DFM-listed delivery services portal is also getting in more sales from non-GCC markets
Dubai: The food and retail delivery company Talabat Holding now expects higher growth for full-year 2025 after netting a profit of $121 million in the second quarter.
The company, listed on DFM, also shows net profits of $362.5 million since inception on September 3, 2024 to end June this year.
In its revised growth forecasts, talabat expects revenues to be higher by 29%-32% on a constant currency basis against the previous estimate of 18%-20% growth for 2025.

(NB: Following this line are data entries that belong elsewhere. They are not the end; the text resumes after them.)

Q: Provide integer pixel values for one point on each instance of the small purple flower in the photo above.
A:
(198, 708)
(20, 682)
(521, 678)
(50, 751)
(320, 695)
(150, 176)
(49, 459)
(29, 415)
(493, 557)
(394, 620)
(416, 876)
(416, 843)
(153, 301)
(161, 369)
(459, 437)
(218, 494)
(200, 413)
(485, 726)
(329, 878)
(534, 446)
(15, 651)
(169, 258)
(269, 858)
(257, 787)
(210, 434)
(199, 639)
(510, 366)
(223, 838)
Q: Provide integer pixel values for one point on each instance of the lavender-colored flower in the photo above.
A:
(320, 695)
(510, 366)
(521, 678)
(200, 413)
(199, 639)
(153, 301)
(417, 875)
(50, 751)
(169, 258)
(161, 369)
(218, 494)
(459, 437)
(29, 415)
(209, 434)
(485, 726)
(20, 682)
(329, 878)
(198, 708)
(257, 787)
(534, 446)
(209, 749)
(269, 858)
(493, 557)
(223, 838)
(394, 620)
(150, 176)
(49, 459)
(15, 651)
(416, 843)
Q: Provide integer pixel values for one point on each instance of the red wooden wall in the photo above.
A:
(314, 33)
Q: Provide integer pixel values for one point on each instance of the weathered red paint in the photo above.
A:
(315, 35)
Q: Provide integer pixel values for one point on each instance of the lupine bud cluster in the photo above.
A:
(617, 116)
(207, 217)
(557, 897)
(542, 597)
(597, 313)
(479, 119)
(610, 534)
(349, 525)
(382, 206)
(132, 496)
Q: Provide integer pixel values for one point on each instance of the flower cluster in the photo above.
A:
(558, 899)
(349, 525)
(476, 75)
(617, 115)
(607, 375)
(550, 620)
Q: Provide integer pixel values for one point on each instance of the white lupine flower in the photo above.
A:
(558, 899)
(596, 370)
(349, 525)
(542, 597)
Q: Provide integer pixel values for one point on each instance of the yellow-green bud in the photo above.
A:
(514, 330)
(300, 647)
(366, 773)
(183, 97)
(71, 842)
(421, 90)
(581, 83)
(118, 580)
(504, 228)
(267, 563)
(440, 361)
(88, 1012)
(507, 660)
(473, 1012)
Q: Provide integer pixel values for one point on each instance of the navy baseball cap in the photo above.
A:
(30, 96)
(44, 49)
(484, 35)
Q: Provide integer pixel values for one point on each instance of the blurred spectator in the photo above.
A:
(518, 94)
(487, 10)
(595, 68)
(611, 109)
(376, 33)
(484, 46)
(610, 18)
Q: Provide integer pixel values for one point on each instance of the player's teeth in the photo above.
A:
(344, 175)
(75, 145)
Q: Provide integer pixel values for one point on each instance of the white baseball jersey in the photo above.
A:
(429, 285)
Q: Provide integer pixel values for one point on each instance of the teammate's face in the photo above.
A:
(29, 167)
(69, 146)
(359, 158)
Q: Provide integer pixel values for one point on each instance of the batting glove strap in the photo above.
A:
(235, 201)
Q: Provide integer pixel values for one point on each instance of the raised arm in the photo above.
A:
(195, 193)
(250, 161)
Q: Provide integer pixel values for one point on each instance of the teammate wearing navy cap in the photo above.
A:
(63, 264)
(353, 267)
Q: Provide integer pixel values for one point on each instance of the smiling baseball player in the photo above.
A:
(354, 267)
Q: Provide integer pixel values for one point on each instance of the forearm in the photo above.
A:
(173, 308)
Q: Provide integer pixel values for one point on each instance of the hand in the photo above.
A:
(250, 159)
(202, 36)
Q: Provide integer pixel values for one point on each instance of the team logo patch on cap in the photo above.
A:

On DFM, the talabat share price is up 2.36% in the last 5 days to Dh1.3. But year-to-date, the stock is trailing by 7.14%. (The IPO price was Dh1.6)
It expects a net income margin of 5%, in line with earlier projections, and rated as solid by analysts in a highly competitive delivery services business in the UAE and Gulf markets.
The higher revenue expectations are based on its ‘gross merchandise value’ (GMV and based on order flows) shooting up by 27%-29% rather than the earlier estimates for 17%-18% growth.
tabalat now reckons there will be ‘strong’ double digit growth in the core GCC segment and food vertical, and ‘even faster growth in non-GCC markets and the G&R (grocery and retail) vertical, albeit from a lower base’.
According to Tomaso Rodriguez, CEOfficer of talabat, “Expanding our Groceries and Retail vertical and fostering deeper customer loyalty is clearly yielding results.
“We are particularly pleased with the strong uptake of ‘talabat pro’, our premium subscription loyalty programme, across all markets, alongside strong growth in demand within our non-GCC markets.”
As always, the competitive pressures in food and grocery delivery business in markets such as the UAE and Saudi Arabia are immense. Players like noon have become quite visible in the space.